Of course, it’s ridiculous to see a scarred, nude version of a cutesy avatar, and The Shrouds is full of plenty of these moments where it isn’t quite clear whether the appropriate reaction is laughter, a sense of classic Gothic unheimlich, or a deep sadness. Like the film’s daring mix of genres, these feelings often clash and complement each other in unexpected ways. Grief, too, demands complicated feelings, like missing verbal spats or finding macabre humor in a funeral that doesn’t go to plan. Cronenberg’s genius here lies in focusing in on those moments that would normally evoke a simple sadness and twisting them ever so slightly in the wrong direction, like he’s done to many a body throughout his work.

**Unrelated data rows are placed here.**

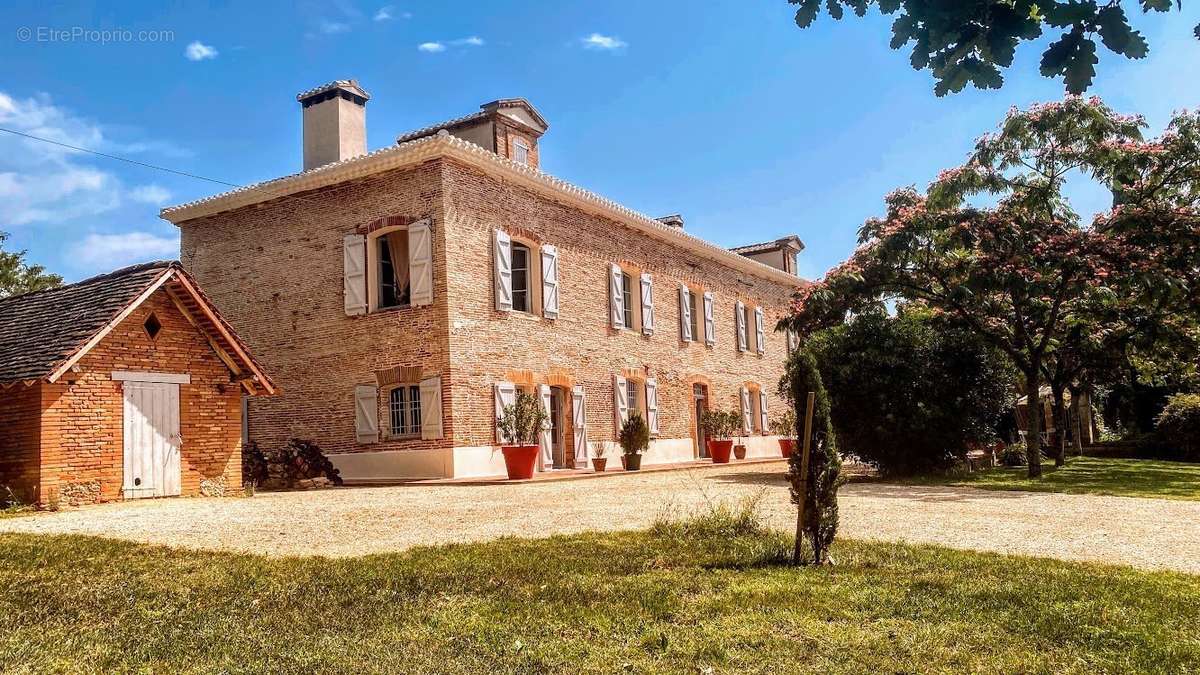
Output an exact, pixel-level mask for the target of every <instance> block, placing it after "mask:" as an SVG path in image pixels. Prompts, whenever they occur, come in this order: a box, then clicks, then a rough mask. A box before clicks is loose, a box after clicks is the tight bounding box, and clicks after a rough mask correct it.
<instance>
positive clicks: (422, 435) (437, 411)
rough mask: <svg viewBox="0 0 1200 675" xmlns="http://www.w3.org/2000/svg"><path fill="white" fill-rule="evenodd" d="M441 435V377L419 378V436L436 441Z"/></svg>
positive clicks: (441, 429) (422, 439)
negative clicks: (419, 384)
mask: <svg viewBox="0 0 1200 675" xmlns="http://www.w3.org/2000/svg"><path fill="white" fill-rule="evenodd" d="M440 437H442V378H440V377H427V378H425V380H421V438H422V440H425V441H436V440H438V438H440Z"/></svg>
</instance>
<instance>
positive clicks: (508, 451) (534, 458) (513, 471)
mask: <svg viewBox="0 0 1200 675" xmlns="http://www.w3.org/2000/svg"><path fill="white" fill-rule="evenodd" d="M540 450H541V448H539V447H538V446H503V447H500V452H503V453H504V468H506V470H508V472H509V480H528V479H530V478H533V467H534V465H535V464H536V462H538V453H539V452H540Z"/></svg>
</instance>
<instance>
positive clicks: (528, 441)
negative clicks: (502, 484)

Becca’s last name, Relikh, makes an appearance only on her tombstone, at the time we’d be most likely to associate it with its homophone, “relic.” Perhaps it’s a grim ironic pun, but one that emphasizes the physical, architectural nature of the gravestone itself. The film emphasizes architecture, such as the modernist café in the middle of GraveTech’s sprawling Toronto yard or Kash’s Japanese-style high-rise apartment or the proposed landscaping designs of future international GraveTechs. One may scoff at Karsh’s insistence that he most misses his wife’s body, but since the dawn of time, people have all needed a bit of this architecture or something — anything — to mark the memory of those now dead, preferably where their body lies. As our screen-age tech engineers now know, humans need haptic feedback.

DIRECTOR: David Cronenberg;  CAST: Vincent Cassel, Diane Kruger, Guy Pearce, Sandrine Holt, Sandrine Holt;  DISTRIBUTOR: Sideshow/Janus Films;  IN THEATERS: April 18;  RUNTIME: 1 hr. 59 min.